A ghoul drinking some irradiated water in Fallout 76. Mmmmmmmmmmmmmm....rads.... | Image credit: Bethesda

While I didn’t have enough time to really dive deep into putting together the kinds of unique ghoul builds those who’ve already got thousands of hours into 76 already inevitably will through a bunch of experimentation, the basics that I outlined above are fun – if maybe not the cup of tea of those who prefer their Fallout experience to be a bit more serious and realistic. Plus, while healing via radiation might asrguably feel a little bit overpowered in places like the power plant I chose to clear out, not every dungeon in Appalachia is dripping with helpful radiation pockets you can dip in and out of at whim.

There are a bunch of new perk cards that add to your new glow powers to allow you to really lean into that aspect of your character and they’re nicely distributed across all of the S.P.E.C.I.A.L skills as you’d expect. The ones my character came with seemed to be more along the just a little bit ghoulish lines than anything really wacky or unique, but there are enough being added that Bethesda may well have some more out there stuff tucked away to discover.

My ghoul’s perks allowed them to do some rather run-of-the-mill stuff like not suffer negative effects from eating irradiated things, but they also had some designed around gun proficiency that looked based on their card art to be aimed specifically at allowing you to build a ghoul that’s inspired by Walton Goggins’s Fallout show character, which is cool. Plus, there’s one clearly built around encouraging folks to play in ghoul gangs by making you offer a glow boost to a group, which is good given 76’s other big new-ish thing is the uber-hard Gleaming Depths dungeon aimed specifically at teams of players.

Plus, I can confirm that the Brotherhood of Steel will not appreciate your new look – you literally can’t enter their base at Fort Atlas without a diguise once you’ve been ghoulified. However, at least in the build I played, you can still wander around the exterior of the fort without being shot at.
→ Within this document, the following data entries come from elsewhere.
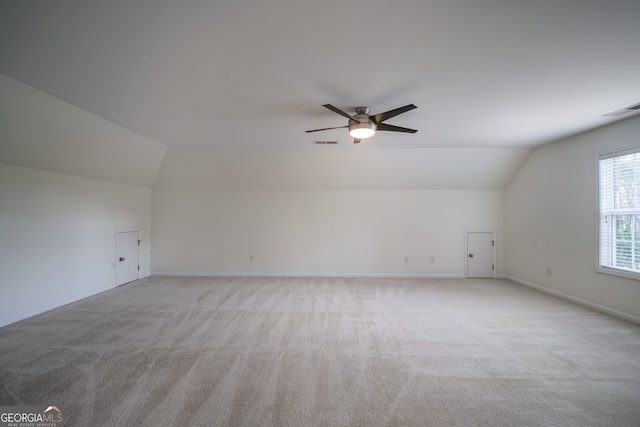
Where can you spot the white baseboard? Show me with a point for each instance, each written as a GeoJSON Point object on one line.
{"type": "Point", "coordinates": [289, 274]}
{"type": "Point", "coordinates": [34, 311]}
{"type": "Point", "coordinates": [594, 306]}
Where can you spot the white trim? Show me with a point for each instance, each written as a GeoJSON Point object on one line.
{"type": "Point", "coordinates": [466, 250]}
{"type": "Point", "coordinates": [582, 302]}
{"type": "Point", "coordinates": [598, 156]}
{"type": "Point", "coordinates": [289, 274]}
{"type": "Point", "coordinates": [115, 255]}
{"type": "Point", "coordinates": [35, 311]}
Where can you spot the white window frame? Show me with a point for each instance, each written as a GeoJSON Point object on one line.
{"type": "Point", "coordinates": [617, 271]}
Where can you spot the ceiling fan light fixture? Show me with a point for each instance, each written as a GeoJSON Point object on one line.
{"type": "Point", "coordinates": [362, 130]}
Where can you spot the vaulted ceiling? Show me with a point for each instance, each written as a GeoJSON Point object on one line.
{"type": "Point", "coordinates": [228, 87]}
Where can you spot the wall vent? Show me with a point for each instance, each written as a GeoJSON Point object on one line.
{"type": "Point", "coordinates": [622, 112]}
I think I got one passive Brotherhood NPC dialogue line urging me to get something treated, but Russell Dorsey, the named BOS character standing outside seemed downright happy to see me, even quipping that it was nice to see a “familiar face”, a line that became a bit hilarious given the circustances.

A player ghoul going to hit a mirelurk in Fallout 76. Yes, a lot of the local wildlife still hates you as much as it always has. | Image credit: Bethesda

As for the other high-profile potential drawback of going all-in on the rads, the new feral meter that replaces the player's hunger and thirst gagues, I can't say I really noticed it having much of a tangible effect on my character's abilities or status post gunge bath. Then again, it could well be something that'll factor more heavily into lengthier playing sessions where you can really rack up some prolonged rad exposure and see how it affects your ghoul long-term.

For better or worse though, the thing that really stuck out to me during my session was this thought – as someone who usually doesn't spec heavily into endurance and therefore usually doesn't take perks like Aquaboy/Aquagirl, this might be the first time I've ever really spent much time going for a nice swim in a Fallout game. Maybe it’s because the main other Fallout thing I’ve spent a lot of time playing through this year – Fallout: London – really dials up the danger factor of landing in water as part of its more hardcore, survival-focused take on things, that this stuck out so much.

But it’s cool, regardless. You never know, maybe Fallout 76’s ghoul update will have the strange side-effect of turning all of the game’s bodies of water into prime soaking spots, packed with unsmoothskins doing the breaststroke until they go feral. Oh, and making sure to head back to shore every few minutes so they don’t catch one of the game’s waterborne diseases, which are one of the few things a would-be ghoul swimmer has to be wary of.

Well, aside from the mirelurks that also love dodgy irradiated pools.